MBAreapplicant84: I was born in Japan and lived there for a total of about eight years. My mother is Japanese and my father is from the US. We moved back and forth between Japan and the US quite a bit, but when I was about 10 years old, we settled down in California. I went to Brigham Young University as an undergrad and studied Japanese. I hadn’t spoken Japanese since I was 10, so I had forgotten most of the language and really had a desire to relearn it. Currently I work at Goldman Sachs as a Senior Operations Analyst.

Accepted: When did you first apply to b-school?  

MBAreapplicant84: I applied to b-school for the first time last year. I only applied to a few schools that I really wanted to go to in Round 1. I was interviewed at Tuck and Kellogg, but ended up getting dinged from all the schools I applied to. I was very disappointed to say the least. For awhile, I thought of applying to some safety schools, but the thought of giving up and going to a school I knew I wouldn’t be happy at made me a bit depressed. So I decided to wait a year and try again. Looking back, I am very glad I did. I have grown a ton in the last year, and I know I made some serious mistakes on my apps last time around. Also, when I was denied at Tuck, they actually sent me a letter saying that I was in the top 10 percent of the candidates that got rejected, but that they saw a lot of potential and encouraged me to apply again the following year. I was even able to sit down with one of the admission officers and go through the strengths and weaknesses of my application. It was pretty cool of Tuck to do that, and it has helped a lot.

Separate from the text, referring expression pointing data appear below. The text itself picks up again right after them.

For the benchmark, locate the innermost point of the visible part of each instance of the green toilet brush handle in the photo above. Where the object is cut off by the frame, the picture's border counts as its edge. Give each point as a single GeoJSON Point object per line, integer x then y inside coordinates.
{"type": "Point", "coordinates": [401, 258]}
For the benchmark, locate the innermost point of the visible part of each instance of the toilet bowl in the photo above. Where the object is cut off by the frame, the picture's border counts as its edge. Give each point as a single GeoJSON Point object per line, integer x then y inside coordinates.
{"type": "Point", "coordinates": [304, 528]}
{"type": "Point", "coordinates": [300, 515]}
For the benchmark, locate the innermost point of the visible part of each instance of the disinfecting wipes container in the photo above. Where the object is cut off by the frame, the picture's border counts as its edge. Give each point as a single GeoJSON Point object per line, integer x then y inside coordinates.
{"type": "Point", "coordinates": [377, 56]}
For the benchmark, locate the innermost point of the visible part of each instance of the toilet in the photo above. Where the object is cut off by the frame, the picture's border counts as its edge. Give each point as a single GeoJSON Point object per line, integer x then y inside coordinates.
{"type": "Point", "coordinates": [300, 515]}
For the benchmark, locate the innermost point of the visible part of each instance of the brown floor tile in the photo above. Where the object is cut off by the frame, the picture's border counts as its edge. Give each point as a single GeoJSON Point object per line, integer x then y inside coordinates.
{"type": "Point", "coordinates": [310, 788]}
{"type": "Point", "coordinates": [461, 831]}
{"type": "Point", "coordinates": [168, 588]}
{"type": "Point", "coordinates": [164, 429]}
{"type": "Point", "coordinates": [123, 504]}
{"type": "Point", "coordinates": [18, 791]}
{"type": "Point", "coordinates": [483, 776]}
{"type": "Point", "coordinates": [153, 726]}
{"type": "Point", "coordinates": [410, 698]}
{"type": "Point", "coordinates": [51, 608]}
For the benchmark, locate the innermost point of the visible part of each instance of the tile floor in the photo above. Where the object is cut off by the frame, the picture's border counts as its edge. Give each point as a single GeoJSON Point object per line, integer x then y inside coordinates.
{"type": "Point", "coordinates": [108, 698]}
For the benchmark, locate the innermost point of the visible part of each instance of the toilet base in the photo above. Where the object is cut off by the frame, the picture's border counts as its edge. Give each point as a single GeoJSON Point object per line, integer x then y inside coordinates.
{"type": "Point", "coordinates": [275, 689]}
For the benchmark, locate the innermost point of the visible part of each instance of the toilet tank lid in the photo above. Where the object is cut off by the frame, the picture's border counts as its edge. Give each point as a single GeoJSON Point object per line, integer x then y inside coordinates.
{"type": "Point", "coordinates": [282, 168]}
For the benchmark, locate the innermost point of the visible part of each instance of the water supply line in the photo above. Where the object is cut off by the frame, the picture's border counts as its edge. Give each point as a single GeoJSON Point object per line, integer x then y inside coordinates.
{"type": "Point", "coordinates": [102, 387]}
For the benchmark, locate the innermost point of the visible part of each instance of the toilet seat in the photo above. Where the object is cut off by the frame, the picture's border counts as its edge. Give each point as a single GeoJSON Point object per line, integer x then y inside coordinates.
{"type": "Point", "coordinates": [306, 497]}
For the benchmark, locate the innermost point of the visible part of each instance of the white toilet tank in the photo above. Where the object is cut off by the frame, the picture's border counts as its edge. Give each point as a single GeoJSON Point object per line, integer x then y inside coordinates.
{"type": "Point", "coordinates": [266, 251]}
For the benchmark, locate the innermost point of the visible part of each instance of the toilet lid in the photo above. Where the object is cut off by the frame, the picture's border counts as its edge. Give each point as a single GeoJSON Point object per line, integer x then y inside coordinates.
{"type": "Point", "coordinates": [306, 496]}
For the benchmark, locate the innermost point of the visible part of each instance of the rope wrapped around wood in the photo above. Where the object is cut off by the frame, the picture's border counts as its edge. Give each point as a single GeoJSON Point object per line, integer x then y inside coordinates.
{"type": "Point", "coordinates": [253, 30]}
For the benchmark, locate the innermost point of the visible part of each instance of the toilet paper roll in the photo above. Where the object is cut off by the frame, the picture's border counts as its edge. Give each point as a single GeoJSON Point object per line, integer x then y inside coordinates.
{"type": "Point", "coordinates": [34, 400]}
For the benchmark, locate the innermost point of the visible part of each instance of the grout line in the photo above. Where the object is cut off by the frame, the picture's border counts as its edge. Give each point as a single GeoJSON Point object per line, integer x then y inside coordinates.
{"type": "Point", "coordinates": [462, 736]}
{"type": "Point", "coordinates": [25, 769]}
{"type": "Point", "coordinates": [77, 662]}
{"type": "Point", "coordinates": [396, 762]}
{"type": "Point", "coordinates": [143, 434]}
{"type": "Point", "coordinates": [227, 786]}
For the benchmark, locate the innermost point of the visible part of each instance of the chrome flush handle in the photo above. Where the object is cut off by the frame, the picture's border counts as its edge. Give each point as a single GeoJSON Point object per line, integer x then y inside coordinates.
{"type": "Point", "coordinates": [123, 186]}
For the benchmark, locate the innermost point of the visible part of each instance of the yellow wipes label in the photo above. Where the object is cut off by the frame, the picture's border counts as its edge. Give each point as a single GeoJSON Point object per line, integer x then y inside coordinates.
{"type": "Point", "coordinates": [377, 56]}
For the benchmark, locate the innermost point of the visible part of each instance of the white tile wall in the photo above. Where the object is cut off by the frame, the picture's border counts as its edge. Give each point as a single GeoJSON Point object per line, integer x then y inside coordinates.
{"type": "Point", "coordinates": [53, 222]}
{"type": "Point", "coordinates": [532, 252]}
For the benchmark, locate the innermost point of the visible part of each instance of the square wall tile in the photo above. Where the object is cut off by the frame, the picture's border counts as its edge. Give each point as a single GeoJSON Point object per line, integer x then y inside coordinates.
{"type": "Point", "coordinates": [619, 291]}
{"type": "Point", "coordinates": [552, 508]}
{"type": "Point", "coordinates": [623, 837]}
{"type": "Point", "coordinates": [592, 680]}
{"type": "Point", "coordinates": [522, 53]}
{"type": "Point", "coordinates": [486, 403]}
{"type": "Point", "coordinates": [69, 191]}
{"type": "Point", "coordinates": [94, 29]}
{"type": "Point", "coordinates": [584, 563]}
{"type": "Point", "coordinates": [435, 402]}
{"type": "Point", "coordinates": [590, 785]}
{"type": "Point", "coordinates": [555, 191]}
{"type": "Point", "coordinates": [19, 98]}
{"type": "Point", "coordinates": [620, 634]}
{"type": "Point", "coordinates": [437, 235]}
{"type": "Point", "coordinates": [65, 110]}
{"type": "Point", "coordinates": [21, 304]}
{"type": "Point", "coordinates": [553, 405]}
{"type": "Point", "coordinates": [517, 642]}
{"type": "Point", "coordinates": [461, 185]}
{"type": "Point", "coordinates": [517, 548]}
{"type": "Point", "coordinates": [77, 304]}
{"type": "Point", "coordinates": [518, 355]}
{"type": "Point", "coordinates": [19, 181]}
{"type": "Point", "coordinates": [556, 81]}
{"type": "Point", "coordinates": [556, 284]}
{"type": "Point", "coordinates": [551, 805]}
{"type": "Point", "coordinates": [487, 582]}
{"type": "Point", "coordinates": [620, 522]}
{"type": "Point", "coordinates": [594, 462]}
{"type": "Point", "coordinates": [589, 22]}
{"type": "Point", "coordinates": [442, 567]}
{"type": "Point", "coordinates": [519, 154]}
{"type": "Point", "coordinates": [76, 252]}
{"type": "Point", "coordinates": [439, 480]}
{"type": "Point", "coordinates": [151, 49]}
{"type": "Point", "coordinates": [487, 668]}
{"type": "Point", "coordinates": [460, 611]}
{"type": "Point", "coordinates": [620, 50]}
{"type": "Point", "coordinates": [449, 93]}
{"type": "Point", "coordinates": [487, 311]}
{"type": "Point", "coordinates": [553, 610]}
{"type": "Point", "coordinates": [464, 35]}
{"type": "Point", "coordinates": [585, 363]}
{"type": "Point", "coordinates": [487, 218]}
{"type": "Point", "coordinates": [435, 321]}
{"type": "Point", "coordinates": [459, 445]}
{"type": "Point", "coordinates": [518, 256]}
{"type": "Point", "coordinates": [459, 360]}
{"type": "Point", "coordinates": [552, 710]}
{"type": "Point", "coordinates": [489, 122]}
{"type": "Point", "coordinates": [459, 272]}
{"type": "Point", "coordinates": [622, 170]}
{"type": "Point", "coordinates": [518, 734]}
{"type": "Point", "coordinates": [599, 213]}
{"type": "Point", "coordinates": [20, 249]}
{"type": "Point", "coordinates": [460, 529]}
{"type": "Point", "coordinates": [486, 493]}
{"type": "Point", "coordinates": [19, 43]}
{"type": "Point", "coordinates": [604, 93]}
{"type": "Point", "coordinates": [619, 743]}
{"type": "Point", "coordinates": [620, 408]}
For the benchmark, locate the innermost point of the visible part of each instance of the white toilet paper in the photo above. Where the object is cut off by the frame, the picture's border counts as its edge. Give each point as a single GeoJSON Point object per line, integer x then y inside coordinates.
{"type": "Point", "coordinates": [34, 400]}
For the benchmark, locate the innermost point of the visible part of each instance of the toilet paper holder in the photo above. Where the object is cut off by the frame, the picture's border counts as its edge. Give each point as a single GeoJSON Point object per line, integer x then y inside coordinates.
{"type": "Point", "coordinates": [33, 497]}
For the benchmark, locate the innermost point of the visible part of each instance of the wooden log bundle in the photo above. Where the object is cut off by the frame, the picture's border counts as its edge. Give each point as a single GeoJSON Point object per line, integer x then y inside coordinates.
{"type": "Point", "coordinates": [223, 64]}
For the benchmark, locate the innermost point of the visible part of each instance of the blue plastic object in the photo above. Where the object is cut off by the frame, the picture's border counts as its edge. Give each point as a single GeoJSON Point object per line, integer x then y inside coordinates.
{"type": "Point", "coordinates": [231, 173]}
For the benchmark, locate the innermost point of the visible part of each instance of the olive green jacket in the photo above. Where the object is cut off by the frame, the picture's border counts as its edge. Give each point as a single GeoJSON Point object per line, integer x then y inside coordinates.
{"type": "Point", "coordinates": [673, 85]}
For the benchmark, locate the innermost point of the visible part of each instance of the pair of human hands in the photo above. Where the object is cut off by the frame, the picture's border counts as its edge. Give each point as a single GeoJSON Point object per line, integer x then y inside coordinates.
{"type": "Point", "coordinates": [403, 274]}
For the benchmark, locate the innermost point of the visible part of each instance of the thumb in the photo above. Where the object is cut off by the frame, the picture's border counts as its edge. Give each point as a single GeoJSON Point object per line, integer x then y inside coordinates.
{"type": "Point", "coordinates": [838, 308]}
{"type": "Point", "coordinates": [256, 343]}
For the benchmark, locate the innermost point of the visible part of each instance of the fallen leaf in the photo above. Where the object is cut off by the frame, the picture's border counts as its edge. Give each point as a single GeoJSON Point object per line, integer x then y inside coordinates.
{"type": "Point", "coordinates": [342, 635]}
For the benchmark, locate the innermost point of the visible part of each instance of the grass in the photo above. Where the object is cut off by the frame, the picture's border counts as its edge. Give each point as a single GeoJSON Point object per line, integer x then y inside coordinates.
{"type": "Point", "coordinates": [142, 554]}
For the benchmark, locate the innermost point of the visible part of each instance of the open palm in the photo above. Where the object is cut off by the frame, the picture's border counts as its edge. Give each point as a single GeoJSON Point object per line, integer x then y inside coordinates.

Accepted: What do you think went wrong that time and what are you doing this time to improve your candidacy? 

MBAreapplicant84: The first thing is I waited till September to take the GMAT (second attempt). Because I was so focused on studying, the rest of my application, especially the essays suffered. Also, when I talked with the adcom at Tuck, she mentioned that she wanted to see a little more growth in my current position at work (at the time I applied last year, I had only been in my current position for about six months). I think there were a few other small things too, like lack of clarity on goals. This time around, I have spent almost a year prepping for essays, better understanding my career goals, and growing at work. I have been promoted once since last applying and am set for another promotion in January. I also took the GMAT one more time and improved my score a bit. I have also taken on a few leadership responsibilities outside of work.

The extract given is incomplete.